July 1881, the mouth of the Fraser River
Dr. Anson Baird stood on the wet, wooden deck of the sternwheeler slowly churning its way through the sandheads of a muddy, coagulant river and took in his surroundings. On the near bank, a low marsh of vivid green and brown rushes and grass and mud stretched away to the south for miles. In the opposite direction, to the north, rolled the broad expanse of the rivermouth so wide that not even a black smudge of treeline appeared to indicate the other bank. But beyond that, above the hidden trees, a range of deep blue mountains whose snow-clad peaks dissolved straight into the grey sky was almost striking enough to dwarf the powerful river. If he had been a younger man, Dr. Baird imagined that he could have tried his luck in this fresh, green part of the world.

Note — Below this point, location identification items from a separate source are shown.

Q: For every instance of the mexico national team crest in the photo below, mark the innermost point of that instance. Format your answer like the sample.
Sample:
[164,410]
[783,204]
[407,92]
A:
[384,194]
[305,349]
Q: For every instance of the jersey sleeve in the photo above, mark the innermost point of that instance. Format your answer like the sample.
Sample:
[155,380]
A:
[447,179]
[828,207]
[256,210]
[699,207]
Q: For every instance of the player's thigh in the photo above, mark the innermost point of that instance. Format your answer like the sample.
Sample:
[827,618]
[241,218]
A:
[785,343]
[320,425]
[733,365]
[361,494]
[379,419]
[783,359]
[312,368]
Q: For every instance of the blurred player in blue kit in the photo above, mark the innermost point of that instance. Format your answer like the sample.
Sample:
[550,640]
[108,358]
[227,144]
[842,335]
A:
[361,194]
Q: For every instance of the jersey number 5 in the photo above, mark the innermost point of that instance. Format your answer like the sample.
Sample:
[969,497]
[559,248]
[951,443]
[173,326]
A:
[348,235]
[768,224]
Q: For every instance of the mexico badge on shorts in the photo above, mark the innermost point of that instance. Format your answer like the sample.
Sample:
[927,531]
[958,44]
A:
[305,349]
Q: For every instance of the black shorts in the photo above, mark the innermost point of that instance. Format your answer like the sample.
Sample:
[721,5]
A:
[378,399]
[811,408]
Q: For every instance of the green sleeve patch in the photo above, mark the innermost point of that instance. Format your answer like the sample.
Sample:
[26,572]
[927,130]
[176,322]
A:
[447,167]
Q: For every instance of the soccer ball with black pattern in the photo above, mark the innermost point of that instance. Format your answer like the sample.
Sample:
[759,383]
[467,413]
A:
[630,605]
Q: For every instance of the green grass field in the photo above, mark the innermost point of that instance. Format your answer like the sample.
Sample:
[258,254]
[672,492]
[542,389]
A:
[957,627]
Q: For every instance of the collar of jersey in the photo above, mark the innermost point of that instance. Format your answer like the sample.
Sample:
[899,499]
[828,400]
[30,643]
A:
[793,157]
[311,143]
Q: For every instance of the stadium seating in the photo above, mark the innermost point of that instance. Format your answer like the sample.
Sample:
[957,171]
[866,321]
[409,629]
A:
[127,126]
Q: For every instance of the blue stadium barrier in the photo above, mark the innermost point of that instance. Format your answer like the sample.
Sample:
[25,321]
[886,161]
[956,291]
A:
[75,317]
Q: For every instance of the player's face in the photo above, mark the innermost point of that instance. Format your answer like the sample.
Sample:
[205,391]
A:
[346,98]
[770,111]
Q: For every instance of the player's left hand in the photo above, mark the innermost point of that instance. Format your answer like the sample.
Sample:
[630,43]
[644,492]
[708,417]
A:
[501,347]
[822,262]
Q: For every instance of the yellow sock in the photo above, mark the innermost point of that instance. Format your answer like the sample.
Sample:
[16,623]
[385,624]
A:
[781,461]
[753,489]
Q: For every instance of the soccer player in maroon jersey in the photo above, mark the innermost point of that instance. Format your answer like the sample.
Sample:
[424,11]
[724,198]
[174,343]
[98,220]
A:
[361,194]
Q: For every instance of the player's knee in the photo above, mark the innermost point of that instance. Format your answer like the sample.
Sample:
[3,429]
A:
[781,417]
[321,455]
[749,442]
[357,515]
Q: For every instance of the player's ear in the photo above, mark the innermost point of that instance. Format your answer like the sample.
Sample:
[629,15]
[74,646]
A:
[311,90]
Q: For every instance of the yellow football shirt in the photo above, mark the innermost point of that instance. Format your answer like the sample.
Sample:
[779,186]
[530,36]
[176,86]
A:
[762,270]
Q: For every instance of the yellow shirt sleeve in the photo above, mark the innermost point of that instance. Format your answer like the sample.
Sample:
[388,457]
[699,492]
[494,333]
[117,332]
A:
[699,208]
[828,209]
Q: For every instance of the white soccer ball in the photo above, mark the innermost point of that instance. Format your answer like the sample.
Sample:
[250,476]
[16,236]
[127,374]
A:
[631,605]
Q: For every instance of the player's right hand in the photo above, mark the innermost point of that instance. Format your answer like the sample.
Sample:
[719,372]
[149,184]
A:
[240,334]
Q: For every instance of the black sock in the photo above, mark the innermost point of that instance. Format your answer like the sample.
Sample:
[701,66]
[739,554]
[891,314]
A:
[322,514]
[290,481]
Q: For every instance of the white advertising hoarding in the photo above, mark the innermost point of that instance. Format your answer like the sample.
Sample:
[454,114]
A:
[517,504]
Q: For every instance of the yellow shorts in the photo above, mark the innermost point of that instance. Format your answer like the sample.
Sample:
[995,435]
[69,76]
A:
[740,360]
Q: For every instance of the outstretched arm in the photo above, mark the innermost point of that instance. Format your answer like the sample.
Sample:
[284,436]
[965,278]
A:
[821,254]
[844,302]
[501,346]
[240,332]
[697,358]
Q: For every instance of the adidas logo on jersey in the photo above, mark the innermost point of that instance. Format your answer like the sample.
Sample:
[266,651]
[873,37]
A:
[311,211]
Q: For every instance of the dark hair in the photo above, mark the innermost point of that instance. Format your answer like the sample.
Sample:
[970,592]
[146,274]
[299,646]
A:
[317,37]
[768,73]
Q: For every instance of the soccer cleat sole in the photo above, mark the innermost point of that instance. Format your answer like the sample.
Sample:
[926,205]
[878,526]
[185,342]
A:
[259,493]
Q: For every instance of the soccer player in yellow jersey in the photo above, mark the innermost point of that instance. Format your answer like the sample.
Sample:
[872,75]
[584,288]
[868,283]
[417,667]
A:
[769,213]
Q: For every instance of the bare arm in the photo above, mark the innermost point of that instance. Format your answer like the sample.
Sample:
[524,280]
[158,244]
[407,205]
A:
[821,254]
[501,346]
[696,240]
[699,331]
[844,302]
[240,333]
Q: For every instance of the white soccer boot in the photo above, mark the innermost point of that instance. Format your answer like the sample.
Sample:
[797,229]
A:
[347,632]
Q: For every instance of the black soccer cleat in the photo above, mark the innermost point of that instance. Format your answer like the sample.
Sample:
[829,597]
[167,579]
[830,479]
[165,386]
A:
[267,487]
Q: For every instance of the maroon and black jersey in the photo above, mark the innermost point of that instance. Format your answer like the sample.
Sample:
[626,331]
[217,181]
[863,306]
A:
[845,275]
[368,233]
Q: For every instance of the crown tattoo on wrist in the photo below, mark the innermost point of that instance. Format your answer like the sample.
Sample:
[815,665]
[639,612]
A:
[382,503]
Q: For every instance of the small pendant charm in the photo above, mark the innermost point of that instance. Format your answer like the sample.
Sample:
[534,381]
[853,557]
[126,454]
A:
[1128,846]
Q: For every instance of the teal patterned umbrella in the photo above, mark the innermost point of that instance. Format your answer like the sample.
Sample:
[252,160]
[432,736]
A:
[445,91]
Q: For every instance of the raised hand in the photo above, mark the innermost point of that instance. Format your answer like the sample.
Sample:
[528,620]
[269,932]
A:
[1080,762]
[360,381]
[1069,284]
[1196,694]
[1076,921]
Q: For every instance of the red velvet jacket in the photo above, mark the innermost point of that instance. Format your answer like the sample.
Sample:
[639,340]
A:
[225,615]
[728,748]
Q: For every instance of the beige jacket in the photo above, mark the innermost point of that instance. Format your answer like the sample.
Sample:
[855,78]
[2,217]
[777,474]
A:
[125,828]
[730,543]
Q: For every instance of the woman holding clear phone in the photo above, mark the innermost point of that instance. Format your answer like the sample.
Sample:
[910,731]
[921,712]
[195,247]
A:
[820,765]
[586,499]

He drew a deep breath of the brinish air and tried to orient himself. It was certainly a curious sensation to stand in the steady drizzle, inside the repetitive whump-whump of the large paddles, and to watch great black flocks of ducks and geese and other game birds rise with the boat’s progress, like clouds of soot or dust, so silent as to be non-existent if you drew your eyes away. And then, on the river itself, the dingy white sails of dozens of small fish boats scattered here and there, apparently at random, contained their own unnerving silence, the silence of the memories Anson Baird could not repress, even though he tried, if only for the sake of honouring this beauty that was entirely new to him.
Once the rain had blurred his glasses and he had removed them, the rising flocks became shell bursts and the sails of the fish boats took on the same grubby white sag of the hospital tents at Antietam. It was no use. He had travelled this far from home because of the war, and no amount of natural splendour could divert his mind or his spirit from the fact. All the way up the coast on the steamship, as the green of the forests and the blue of the waters turned greener and bluer and then the rain ran the colours into dull greys and sharp blacks, Anson had not been able to lose himself fully in the observation. Not even over the past few days in the bustling city of Victoria, a port half-wild with frontier ambition and half-asleep with English gentility, could he step outside of the long, bloodied shadow of his nation’s terrible conflict. Nor—and he had to face the truth again—could he step outside of the smaller and somehow equally dark shadow of William Dare, the man who had cabled to request his presence here, the slave boy who had looked white enough to pass for white but who never claimed to be anything but black and who, according to the telegram Anson had received a month earlier, needed help. The details were scant, but since William Dare had not asked before now, not once in almost twenty years, for Anson to come to him, it was easy for Anson to decide. A man was no friend, to others or to his own sense of loyalty, if he hesitated at such a summons, regardless of the unpleasantness, past and present, he might be forced to confront.